Hamilton needed to hit back after Bottas' first-race win and, after a slight blip with a subpar FP2 that stemmed from Mercedes experimenting with set-ups, he did so in style. Where there were errors a week before, there was just nothing but excellence

One thing Mercedes did not have to contend with in the repeat Austrian race was the gearbox drama that nearly proved to be so costly in the curtain raiser. After fitting new looms in an effort to fix the issue, which Wolff admitted after the Styrian event Mercedes was not "100% sure" it had solved, Hamilton and Bottas did not have to drive conservatively just to make the finish.

Given his starring, essentially faultless, drive, it seems appropriate to end with Hamilton's thoughts on his first win of the season, which gave him the chance to continue his commendable push for racial equality, with a raised fist as he climbed from his car and on the podium. He had needed to hit back after Bottas' first-race win and, after a slight blip with a subpar FP2 that stemmed from Mercedes experimenting with set-ups, he did so in style. Where there were errors a week before, there was just nothing but excellence.

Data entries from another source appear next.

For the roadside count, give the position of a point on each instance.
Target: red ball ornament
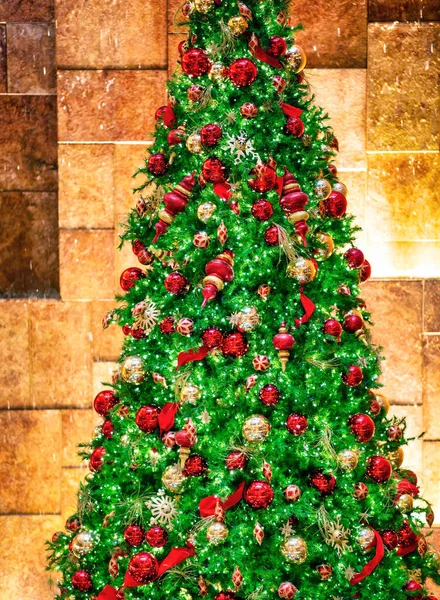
(362, 427)
(235, 344)
(147, 418)
(129, 277)
(143, 567)
(242, 72)
(259, 494)
(296, 424)
(175, 283)
(211, 134)
(134, 535)
(353, 377)
(195, 62)
(269, 395)
(378, 469)
(262, 210)
(157, 164)
(82, 581)
(156, 536)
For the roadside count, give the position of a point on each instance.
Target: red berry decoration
(353, 377)
(242, 72)
(129, 278)
(296, 424)
(378, 469)
(362, 427)
(143, 567)
(259, 494)
(195, 62)
(269, 395)
(157, 536)
(147, 418)
(262, 210)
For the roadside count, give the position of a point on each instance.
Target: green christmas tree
(245, 451)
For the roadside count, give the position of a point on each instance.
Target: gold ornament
(302, 269)
(217, 533)
(205, 211)
(256, 429)
(329, 246)
(295, 550)
(173, 478)
(348, 460)
(132, 369)
(194, 143)
(296, 58)
(238, 24)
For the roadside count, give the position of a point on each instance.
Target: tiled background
(74, 124)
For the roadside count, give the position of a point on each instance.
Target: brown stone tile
(33, 477)
(403, 86)
(103, 35)
(86, 186)
(31, 58)
(402, 197)
(342, 93)
(61, 350)
(23, 551)
(28, 138)
(14, 354)
(432, 305)
(335, 33)
(396, 308)
(109, 105)
(86, 264)
(29, 234)
(107, 343)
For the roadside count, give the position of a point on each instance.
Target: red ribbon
(372, 564)
(207, 505)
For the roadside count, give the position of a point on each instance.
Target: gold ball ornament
(132, 369)
(256, 429)
(294, 549)
(217, 533)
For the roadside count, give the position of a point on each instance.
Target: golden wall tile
(61, 351)
(23, 552)
(108, 35)
(403, 86)
(85, 186)
(342, 93)
(14, 354)
(34, 482)
(108, 105)
(396, 308)
(335, 33)
(86, 264)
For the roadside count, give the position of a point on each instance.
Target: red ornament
(129, 277)
(157, 164)
(362, 427)
(353, 377)
(82, 581)
(269, 395)
(235, 344)
(259, 494)
(147, 418)
(143, 567)
(378, 469)
(156, 536)
(175, 283)
(211, 134)
(296, 424)
(242, 72)
(195, 62)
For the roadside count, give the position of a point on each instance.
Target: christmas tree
(245, 449)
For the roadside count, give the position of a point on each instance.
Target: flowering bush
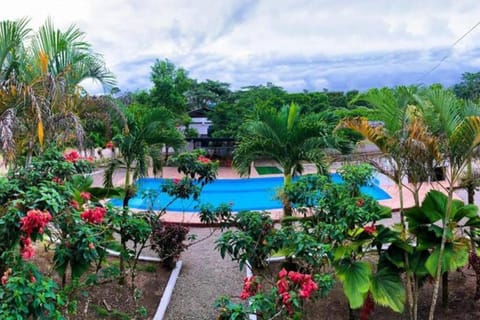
(292, 284)
(71, 156)
(285, 298)
(168, 241)
(34, 221)
(251, 285)
(93, 215)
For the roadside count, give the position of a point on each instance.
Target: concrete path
(205, 276)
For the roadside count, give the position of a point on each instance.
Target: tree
(41, 86)
(284, 136)
(459, 135)
(408, 147)
(169, 86)
(469, 87)
(207, 94)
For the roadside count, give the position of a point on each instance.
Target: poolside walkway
(193, 219)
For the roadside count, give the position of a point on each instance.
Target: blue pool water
(245, 194)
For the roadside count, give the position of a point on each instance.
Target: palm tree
(41, 82)
(407, 147)
(142, 145)
(459, 135)
(285, 137)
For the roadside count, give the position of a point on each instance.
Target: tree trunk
(287, 206)
(438, 274)
(445, 290)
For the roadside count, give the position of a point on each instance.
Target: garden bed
(462, 305)
(109, 299)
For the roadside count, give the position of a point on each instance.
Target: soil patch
(462, 305)
(110, 300)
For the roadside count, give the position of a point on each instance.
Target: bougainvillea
(85, 195)
(94, 215)
(251, 285)
(35, 220)
(26, 249)
(297, 283)
(71, 156)
(203, 159)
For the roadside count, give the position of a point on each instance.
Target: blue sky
(296, 44)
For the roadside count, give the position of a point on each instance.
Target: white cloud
(251, 42)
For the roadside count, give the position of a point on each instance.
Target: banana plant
(428, 223)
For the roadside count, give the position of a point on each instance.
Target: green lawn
(268, 170)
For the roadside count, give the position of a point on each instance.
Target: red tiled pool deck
(193, 219)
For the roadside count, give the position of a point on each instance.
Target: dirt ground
(110, 300)
(462, 305)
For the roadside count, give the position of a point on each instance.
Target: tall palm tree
(459, 135)
(406, 146)
(285, 137)
(45, 72)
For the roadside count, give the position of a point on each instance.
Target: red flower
(203, 159)
(26, 249)
(74, 204)
(35, 220)
(360, 202)
(250, 287)
(71, 156)
(85, 195)
(94, 215)
(296, 277)
(282, 285)
(57, 180)
(370, 230)
(283, 273)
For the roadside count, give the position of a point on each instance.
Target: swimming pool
(244, 194)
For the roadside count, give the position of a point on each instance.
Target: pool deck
(193, 219)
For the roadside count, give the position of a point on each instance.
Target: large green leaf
(355, 278)
(387, 290)
(465, 211)
(454, 257)
(434, 205)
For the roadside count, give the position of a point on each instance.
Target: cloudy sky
(296, 44)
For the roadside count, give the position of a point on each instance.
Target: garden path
(204, 277)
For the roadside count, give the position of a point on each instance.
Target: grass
(268, 170)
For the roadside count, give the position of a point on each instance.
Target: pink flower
(57, 180)
(85, 195)
(283, 273)
(282, 285)
(203, 159)
(94, 215)
(35, 220)
(74, 204)
(296, 277)
(71, 156)
(250, 287)
(370, 230)
(26, 249)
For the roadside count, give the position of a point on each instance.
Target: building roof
(199, 113)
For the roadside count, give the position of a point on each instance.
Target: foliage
(168, 242)
(284, 300)
(25, 293)
(252, 243)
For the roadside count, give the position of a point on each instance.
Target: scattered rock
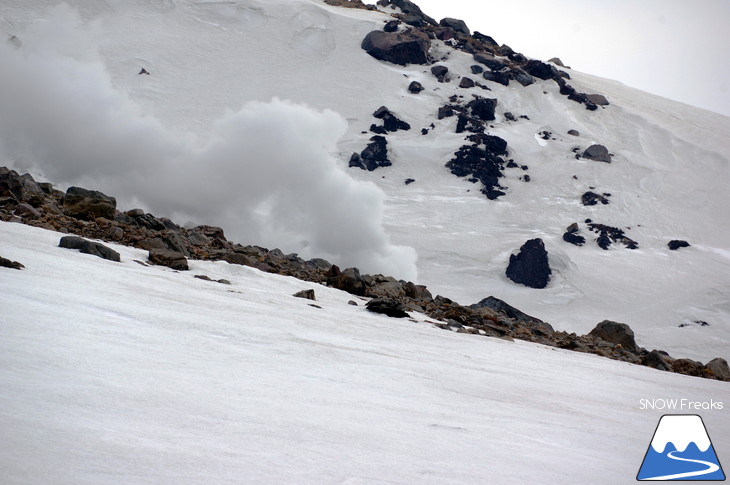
(6, 263)
(415, 87)
(530, 267)
(599, 153)
(677, 243)
(441, 73)
(456, 24)
(386, 306)
(466, 83)
(615, 333)
(89, 247)
(591, 198)
(89, 204)
(306, 294)
(168, 258)
(719, 369)
(403, 48)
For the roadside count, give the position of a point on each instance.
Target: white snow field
(178, 143)
(118, 373)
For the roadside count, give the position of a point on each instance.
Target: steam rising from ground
(265, 173)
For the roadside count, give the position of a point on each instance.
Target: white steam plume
(265, 173)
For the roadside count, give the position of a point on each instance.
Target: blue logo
(681, 450)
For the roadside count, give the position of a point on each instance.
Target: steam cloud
(264, 173)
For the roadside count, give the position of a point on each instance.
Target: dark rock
(391, 123)
(391, 26)
(574, 239)
(386, 306)
(306, 294)
(491, 62)
(677, 243)
(415, 87)
(591, 198)
(27, 211)
(508, 310)
(657, 359)
(456, 24)
(6, 263)
(530, 267)
(89, 204)
(348, 280)
(719, 369)
(540, 70)
(615, 333)
(482, 108)
(89, 247)
(169, 258)
(466, 83)
(598, 99)
(598, 153)
(440, 72)
(497, 77)
(409, 47)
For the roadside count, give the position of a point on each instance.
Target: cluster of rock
(94, 215)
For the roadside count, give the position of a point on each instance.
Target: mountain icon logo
(681, 450)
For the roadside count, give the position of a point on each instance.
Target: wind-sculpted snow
(265, 172)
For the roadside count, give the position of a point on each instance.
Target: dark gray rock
(89, 247)
(306, 294)
(719, 369)
(676, 244)
(599, 153)
(89, 204)
(169, 258)
(409, 47)
(386, 306)
(415, 87)
(6, 263)
(456, 24)
(441, 73)
(530, 267)
(598, 99)
(615, 333)
(466, 83)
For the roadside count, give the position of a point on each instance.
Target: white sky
(673, 48)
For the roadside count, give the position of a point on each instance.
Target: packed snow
(123, 373)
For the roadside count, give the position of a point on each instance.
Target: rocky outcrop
(7, 263)
(599, 153)
(403, 48)
(615, 333)
(88, 204)
(531, 266)
(169, 258)
(89, 247)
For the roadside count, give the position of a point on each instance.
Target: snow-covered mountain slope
(175, 142)
(123, 373)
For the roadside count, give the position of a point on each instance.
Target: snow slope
(122, 373)
(208, 58)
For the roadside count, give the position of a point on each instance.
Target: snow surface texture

"It is much different starting from first than it is starting from fifth," Hamilton said as he compared his two race drives in Austria. "But I would say that I generally enjoy fighting for races from further back. That has been the way since I was a kid, since I first started karting, as I was always at the back in a shitty go-kart.

"Leading from the front is a different scenario but I'll definitely take it. It's a different type of management and a different type of race, perhaps not as fun for the fans to watch but I wouldn't say any less challenging on myself. Just different. I tried to perfect it the best way I could and I think I got everything I could and more."